Movimentos sociais responsabilizam poder público pelo aumento de mortes de jovens negros, pobres e periféricos e aponta políticas públicas de inclusão e reparação
por Redação RBA publicado 14/09/2018 11h12
Movimentos sociais responsabilizam poder público pelo aumento de mortes de jovens negros, pobres e periféricos e aponta políticas públicas de inclusão e reparação
TVT/Reprodução
Tribunal popular

Anualmente dados do Atlas da Violência indicam negros e jovens como as principais vítimas de homicídios no Brasil

São Paulo – Um tribunal popular foi montado nesta quinta-feira (13), na Praça do Pacificador, no munícipio de Duque de Caxias, região da baixada fluminense do Rio de Janeiro, para a condenação simbólica do estado brasileiro. O evento organizado por diversos movimentos sociais trazia, como uma das principais acusações, o genocídio contra a população negra, pobre e periférica.

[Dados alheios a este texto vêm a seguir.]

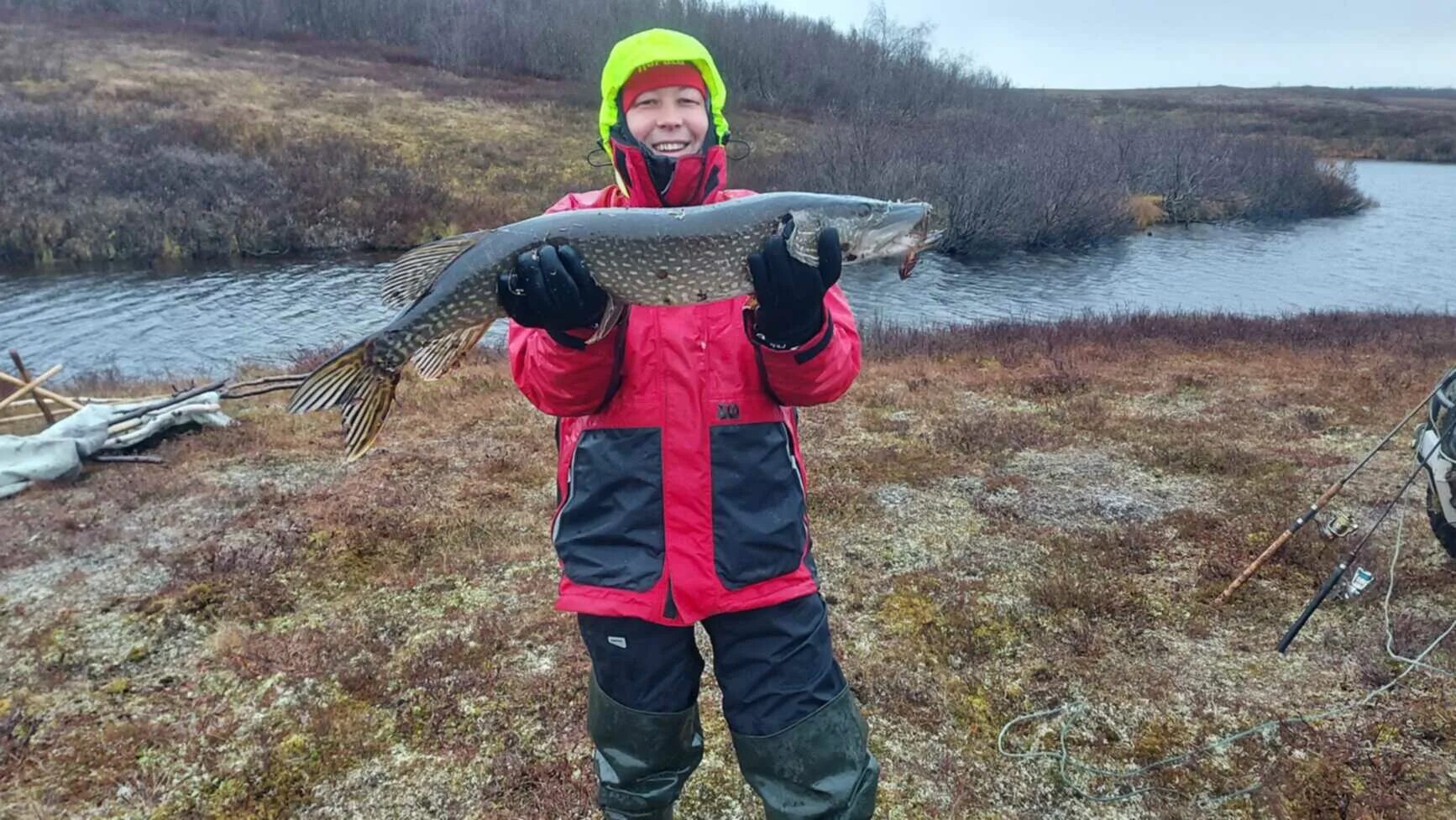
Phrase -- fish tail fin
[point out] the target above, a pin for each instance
(364, 390)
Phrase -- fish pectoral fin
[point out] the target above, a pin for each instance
(412, 274)
(364, 390)
(609, 319)
(444, 353)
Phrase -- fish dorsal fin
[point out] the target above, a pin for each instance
(412, 274)
(443, 353)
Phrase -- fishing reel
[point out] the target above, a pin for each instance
(1436, 451)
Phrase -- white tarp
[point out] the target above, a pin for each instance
(57, 452)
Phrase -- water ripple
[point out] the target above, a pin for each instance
(206, 319)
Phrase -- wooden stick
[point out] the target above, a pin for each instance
(178, 398)
(28, 386)
(271, 379)
(19, 368)
(1319, 503)
(39, 392)
(230, 392)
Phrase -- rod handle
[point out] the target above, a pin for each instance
(1324, 592)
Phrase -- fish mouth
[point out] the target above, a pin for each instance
(909, 236)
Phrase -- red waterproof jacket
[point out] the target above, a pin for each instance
(680, 483)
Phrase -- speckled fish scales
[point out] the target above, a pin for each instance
(663, 257)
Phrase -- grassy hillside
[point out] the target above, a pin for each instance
(184, 144)
(142, 140)
(1398, 124)
(1008, 517)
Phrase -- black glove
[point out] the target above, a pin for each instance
(551, 289)
(791, 295)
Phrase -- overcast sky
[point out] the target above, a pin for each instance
(1113, 44)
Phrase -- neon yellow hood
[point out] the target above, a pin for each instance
(650, 49)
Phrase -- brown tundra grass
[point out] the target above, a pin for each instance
(1008, 517)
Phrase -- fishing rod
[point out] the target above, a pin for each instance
(1340, 568)
(1319, 504)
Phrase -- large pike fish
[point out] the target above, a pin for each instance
(448, 289)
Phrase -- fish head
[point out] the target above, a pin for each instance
(868, 229)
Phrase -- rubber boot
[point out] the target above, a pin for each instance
(642, 759)
(817, 770)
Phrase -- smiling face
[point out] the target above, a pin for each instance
(672, 120)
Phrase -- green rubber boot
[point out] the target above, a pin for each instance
(642, 759)
(817, 770)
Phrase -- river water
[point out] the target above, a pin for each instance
(204, 319)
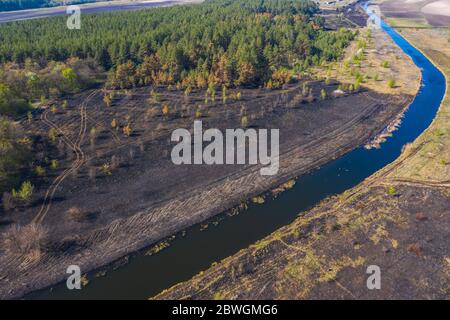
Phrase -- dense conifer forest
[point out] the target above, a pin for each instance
(226, 42)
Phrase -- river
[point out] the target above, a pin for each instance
(145, 276)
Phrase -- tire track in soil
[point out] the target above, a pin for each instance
(80, 157)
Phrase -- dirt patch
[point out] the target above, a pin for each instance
(398, 224)
(124, 181)
(325, 254)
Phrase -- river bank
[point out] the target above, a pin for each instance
(397, 220)
(324, 131)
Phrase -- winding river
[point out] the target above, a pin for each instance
(145, 276)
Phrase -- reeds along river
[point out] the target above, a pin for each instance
(145, 276)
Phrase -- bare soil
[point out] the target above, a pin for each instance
(133, 195)
(397, 220)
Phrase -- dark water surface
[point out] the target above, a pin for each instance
(146, 276)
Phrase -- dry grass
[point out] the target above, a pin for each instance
(24, 240)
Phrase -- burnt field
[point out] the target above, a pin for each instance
(116, 190)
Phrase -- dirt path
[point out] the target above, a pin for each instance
(75, 146)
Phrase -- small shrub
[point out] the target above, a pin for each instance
(165, 110)
(40, 171)
(53, 134)
(392, 191)
(54, 164)
(77, 214)
(106, 169)
(24, 240)
(392, 84)
(107, 100)
(244, 121)
(24, 193)
(114, 123)
(127, 130)
(7, 201)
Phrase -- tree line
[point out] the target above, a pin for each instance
(223, 42)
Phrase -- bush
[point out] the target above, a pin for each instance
(24, 240)
(77, 214)
(392, 191)
(40, 171)
(392, 84)
(24, 193)
(7, 201)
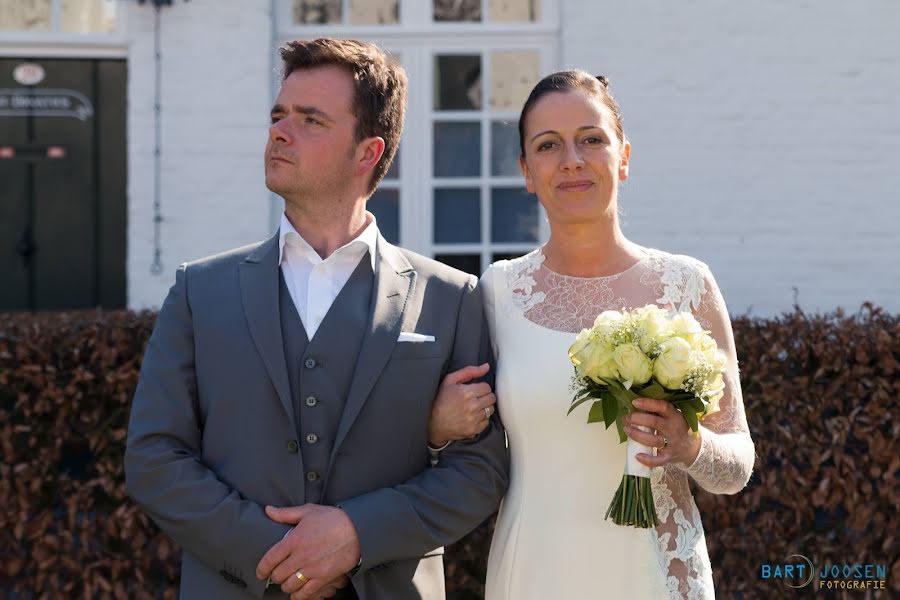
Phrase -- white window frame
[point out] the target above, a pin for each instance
(417, 39)
(59, 44)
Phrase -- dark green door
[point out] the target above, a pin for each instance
(62, 186)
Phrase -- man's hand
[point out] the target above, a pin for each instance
(461, 409)
(323, 546)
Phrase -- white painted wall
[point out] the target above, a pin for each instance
(216, 90)
(766, 140)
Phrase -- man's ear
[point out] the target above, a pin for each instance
(369, 152)
(623, 162)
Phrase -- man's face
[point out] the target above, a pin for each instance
(311, 147)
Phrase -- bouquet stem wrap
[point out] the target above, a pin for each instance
(632, 503)
(646, 352)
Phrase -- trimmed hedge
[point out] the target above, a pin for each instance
(821, 395)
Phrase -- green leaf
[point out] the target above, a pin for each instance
(621, 427)
(578, 401)
(595, 415)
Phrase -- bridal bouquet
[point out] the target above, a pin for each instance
(650, 353)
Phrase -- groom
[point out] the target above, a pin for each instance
(300, 372)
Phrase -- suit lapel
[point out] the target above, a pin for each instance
(395, 281)
(259, 292)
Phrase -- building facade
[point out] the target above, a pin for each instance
(765, 138)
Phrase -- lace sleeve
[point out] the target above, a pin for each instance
(488, 297)
(726, 456)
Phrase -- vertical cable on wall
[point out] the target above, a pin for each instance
(157, 267)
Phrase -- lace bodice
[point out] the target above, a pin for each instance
(678, 283)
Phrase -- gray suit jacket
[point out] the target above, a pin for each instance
(212, 425)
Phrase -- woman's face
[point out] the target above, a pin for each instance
(573, 159)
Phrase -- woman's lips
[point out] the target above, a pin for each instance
(575, 186)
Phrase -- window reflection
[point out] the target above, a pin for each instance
(25, 15)
(321, 12)
(457, 10)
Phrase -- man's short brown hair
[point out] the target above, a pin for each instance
(379, 83)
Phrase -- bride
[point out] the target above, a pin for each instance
(551, 539)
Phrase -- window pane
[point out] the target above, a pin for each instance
(457, 216)
(513, 10)
(25, 15)
(470, 263)
(317, 11)
(514, 215)
(457, 149)
(505, 149)
(457, 82)
(513, 74)
(457, 10)
(374, 12)
(506, 255)
(385, 205)
(88, 16)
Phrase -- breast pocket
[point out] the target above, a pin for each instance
(412, 350)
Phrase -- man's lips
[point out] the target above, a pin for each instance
(575, 186)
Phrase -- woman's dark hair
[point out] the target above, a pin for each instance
(568, 81)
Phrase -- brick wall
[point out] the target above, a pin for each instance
(766, 138)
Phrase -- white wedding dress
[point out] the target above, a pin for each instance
(551, 540)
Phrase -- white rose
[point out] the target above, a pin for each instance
(654, 326)
(673, 363)
(633, 364)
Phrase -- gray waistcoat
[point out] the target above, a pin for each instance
(320, 371)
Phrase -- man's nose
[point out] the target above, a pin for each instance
(278, 132)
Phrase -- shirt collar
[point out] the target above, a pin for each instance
(366, 240)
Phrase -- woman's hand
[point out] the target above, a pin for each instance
(461, 409)
(673, 438)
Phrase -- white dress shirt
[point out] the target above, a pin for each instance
(314, 283)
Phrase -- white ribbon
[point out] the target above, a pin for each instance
(632, 449)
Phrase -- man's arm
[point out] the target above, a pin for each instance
(444, 503)
(163, 470)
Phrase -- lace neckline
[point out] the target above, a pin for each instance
(540, 257)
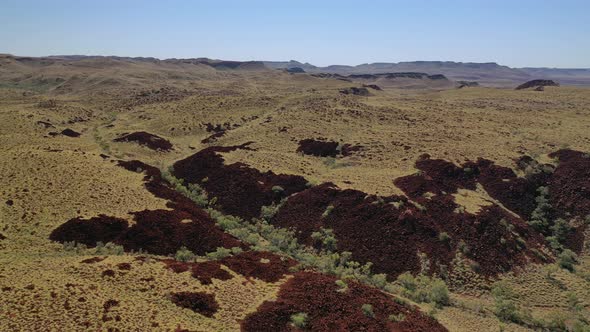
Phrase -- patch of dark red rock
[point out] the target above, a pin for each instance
(70, 133)
(239, 189)
(146, 139)
(330, 309)
(390, 231)
(93, 260)
(202, 303)
(265, 266)
(205, 272)
(322, 148)
(261, 265)
(536, 83)
(362, 91)
(159, 232)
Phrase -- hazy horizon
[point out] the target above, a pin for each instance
(523, 34)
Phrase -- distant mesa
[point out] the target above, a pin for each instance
(295, 70)
(373, 86)
(467, 84)
(355, 91)
(414, 75)
(151, 141)
(537, 83)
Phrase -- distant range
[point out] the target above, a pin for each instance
(488, 74)
(67, 71)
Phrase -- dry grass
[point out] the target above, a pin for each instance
(275, 111)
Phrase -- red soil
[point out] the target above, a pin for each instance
(265, 266)
(149, 140)
(202, 303)
(328, 309)
(124, 266)
(160, 232)
(213, 137)
(93, 260)
(70, 133)
(97, 229)
(318, 148)
(515, 193)
(240, 190)
(205, 272)
(569, 186)
(375, 231)
(325, 148)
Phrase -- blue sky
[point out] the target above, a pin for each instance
(516, 33)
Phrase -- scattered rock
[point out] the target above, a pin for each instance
(146, 139)
(355, 91)
(329, 309)
(202, 303)
(70, 133)
(536, 83)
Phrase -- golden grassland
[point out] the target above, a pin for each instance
(52, 179)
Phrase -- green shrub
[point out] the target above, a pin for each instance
(220, 253)
(368, 310)
(343, 286)
(184, 255)
(567, 259)
(463, 248)
(439, 293)
(397, 318)
(379, 280)
(444, 237)
(299, 320)
(504, 306)
(109, 249)
(560, 230)
(424, 289)
(278, 189)
(325, 239)
(74, 246)
(328, 211)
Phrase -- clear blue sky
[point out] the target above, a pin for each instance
(515, 33)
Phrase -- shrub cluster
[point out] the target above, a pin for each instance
(422, 288)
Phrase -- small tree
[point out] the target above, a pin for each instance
(368, 310)
(504, 306)
(299, 320)
(184, 255)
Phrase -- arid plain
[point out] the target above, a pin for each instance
(152, 159)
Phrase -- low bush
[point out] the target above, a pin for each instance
(423, 288)
(368, 310)
(324, 239)
(184, 255)
(299, 320)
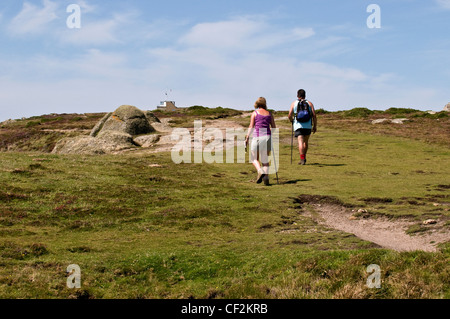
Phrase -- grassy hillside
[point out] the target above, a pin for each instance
(140, 226)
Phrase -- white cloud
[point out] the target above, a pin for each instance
(33, 19)
(444, 4)
(242, 34)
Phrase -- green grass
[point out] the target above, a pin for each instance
(208, 231)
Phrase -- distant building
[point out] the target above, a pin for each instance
(167, 106)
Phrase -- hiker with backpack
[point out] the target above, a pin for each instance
(261, 123)
(304, 122)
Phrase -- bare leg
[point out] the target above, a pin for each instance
(303, 145)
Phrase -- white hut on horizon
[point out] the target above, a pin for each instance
(167, 106)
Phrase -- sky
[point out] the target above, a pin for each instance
(222, 53)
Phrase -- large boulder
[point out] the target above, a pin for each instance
(105, 143)
(126, 119)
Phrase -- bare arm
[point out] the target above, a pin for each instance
(291, 112)
(314, 118)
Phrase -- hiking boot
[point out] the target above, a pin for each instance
(261, 175)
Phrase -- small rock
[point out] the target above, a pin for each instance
(447, 108)
(398, 121)
(379, 121)
(430, 222)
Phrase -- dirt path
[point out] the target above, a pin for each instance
(386, 233)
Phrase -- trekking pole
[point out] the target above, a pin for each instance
(292, 140)
(274, 161)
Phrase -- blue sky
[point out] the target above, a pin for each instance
(222, 53)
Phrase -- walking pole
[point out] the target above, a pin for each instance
(274, 161)
(292, 140)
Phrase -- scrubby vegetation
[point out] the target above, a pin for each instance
(140, 226)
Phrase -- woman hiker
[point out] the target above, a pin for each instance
(261, 123)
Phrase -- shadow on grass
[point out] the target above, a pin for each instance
(295, 181)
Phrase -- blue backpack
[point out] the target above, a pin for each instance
(303, 112)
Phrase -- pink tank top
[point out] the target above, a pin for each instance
(262, 124)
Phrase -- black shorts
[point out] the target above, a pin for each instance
(303, 132)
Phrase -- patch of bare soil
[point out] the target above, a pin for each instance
(166, 144)
(387, 233)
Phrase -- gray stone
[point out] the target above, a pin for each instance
(98, 127)
(128, 119)
(430, 222)
(105, 143)
(114, 133)
(152, 117)
(147, 141)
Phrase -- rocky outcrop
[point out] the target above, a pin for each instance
(126, 128)
(394, 121)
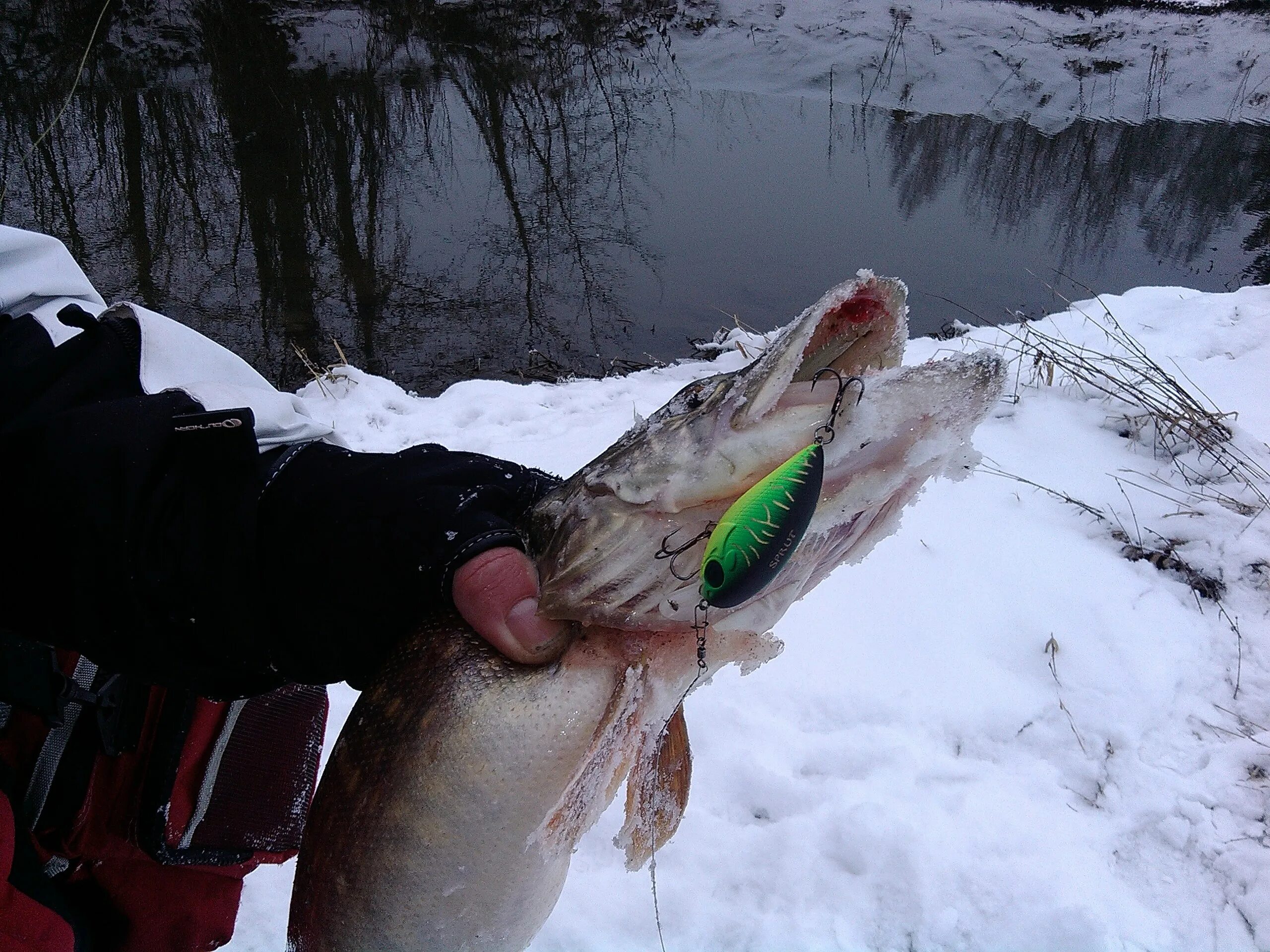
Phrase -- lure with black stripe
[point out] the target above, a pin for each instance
(761, 530)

Em entrevista à Adriana Maria e Fábio Leon do Seu Jornal, da TVT, a articuladora do Centro de Direitos Humanos da Diocese de Nova Iguaçu ressaltou que o genocídio tem funcionado como pena à população que, segundo ela, sequer tem o direito ao julgamento. "O Estado ainda está sendo privilegiado de ter um julgamento ainda que simbolicamente", considera.

Durante a audiência, o advogado criminalista Bruno Sankofá, responsável pelas acusações contra a federação, utilizou de pesquisas e relatos para comprovar sua argumentação. "Há uma pretensão enorme de dar voz, força e valor à palavra da própria vítima", explicou.

Ao final, na sentença que trazia a condenação simbólica do Estado, a implementação de políticas públicas de reparação aos grupos atingidos pela violência e a promoção do protagonismo das mulheres e da juventude negra foram apontados como algumas das determinações.